Vincent Berthelier, Le Style réactionnaire. De Maurras à Houellebeck

Référence(s) :

Vincent Berthelier, Le Style réactionnaire. De Maurras à Houellebeck, Paris : Éditions Amsterdam, 2022, 384 p., ISBN 978-2-35480-257-8

Texte

Cet ouvrage est le témoin et l’aboutissement d’une thèse de Littérature française soutenue en Sorbonne en 2021. Il dresse l’histoire littéraire française d’un bon siècle d’écritures réactionnaires, en un parcours linéaire qui commence avec Charles Maurras et qui s’achève à l’époque contemporaine avec Michel Houellebecq. C’est également un essai de stylistique historique, qui s’appuie sur une question ouverte à partir des années 1950, celle de l’existence – ou non – d’un style littéraire de droite, question à laquelle on aura souvent répondu – des auteurs de droite, en tout cas – que s’il existe une écriture « de gauche » dont la spécificité se jouerait au niveau des idées, c’est qu’il existe une écriture « de droite » dont la spécificité se jouerait à l’extérieur du champ des idées, et donc au niveau du style. L’intérêt de l’ouvrage, tout historique fût-il, est de dépasser cette question simpliste d’une écriture « de droite » pour poser celle, plus problématique, d’un style réactionnaire, qui se définit a posteriori par la pratique de ses grands maîtres – en tout premier lieu Charles Maurras, le théoricien de l’Action française fondée en 1898, à partir de quoi se structure la pensée d’extrême-droite de la France du xxe siècle.

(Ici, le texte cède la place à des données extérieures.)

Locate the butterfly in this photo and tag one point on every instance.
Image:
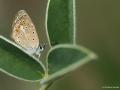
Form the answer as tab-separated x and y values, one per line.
24	33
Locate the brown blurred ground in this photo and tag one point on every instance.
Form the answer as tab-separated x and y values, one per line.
98	29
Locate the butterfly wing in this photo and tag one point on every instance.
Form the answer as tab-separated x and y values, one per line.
24	32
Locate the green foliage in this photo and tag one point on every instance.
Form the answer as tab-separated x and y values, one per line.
61	58
60	21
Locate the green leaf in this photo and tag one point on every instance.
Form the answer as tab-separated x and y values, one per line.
65	58
60	21
15	62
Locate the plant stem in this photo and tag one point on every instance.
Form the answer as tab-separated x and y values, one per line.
45	86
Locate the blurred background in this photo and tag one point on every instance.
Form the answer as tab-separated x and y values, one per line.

Cette étude chronologique est présentée en trois grandes parties nommées « Situation[s] » : « L’entre-deux-guerres », « Occupation, Libération », « Vers le monde contemporain », chacune présentant un état des lieux de la pensée réactionnaire dans les étapes concernées. C’est évidemment Maurras qui inaugure cette période, dans laquelle prennent place à sa suite Bernanos et Jouhandeau. Dans cette première « Situation », Vincent Berthelier explique bien que ce qui est à l’œuvre chez ces écrivains, au-delà des positionnements politiques (retour vers le monarchisme, retour à Dieu, antisémitisme…), au-delà des prises de parti littéraires, est le rapport à la langue. Si Maurras dénonce les gratuités rhétoriques héritées du romantisme et critique la littérature du siècle précédent, si Bernanos accuse Proust, Gide et Anatole France d’être des « auteurs spirituellement morts » (p. 82), et si Jouhandeau se réclame dans sa prose de l’héritage de Mallarmé, la langue devient un sujet de premier plan, en particulier à partir de Maurras qui construit le discours de la déploration d’une dégénérescence due à la démocratisation, avec son cortège de fautes d’orthographe et d’influences étrangères. C’est dans cette « Situation » que prend place un « âge d’or du purisme » qui y mérite à lui seul tout un chapitre. Le coup d’envoi de cet « âge d’or » est, au début du siècle, le cycle de réformes institutionnelles consacrant les premiers reculs de l’enseignement du grec et du latin ainsi que les premières propositions de réforme de l’orthographe. Conjugué aux positions maurassiennes, ce purisme instaure, en se protégeant tant de la langue populaire que des jargons, « une méfiance de principe à l’égard des innovations littéraires et stylistiques » (p. 139).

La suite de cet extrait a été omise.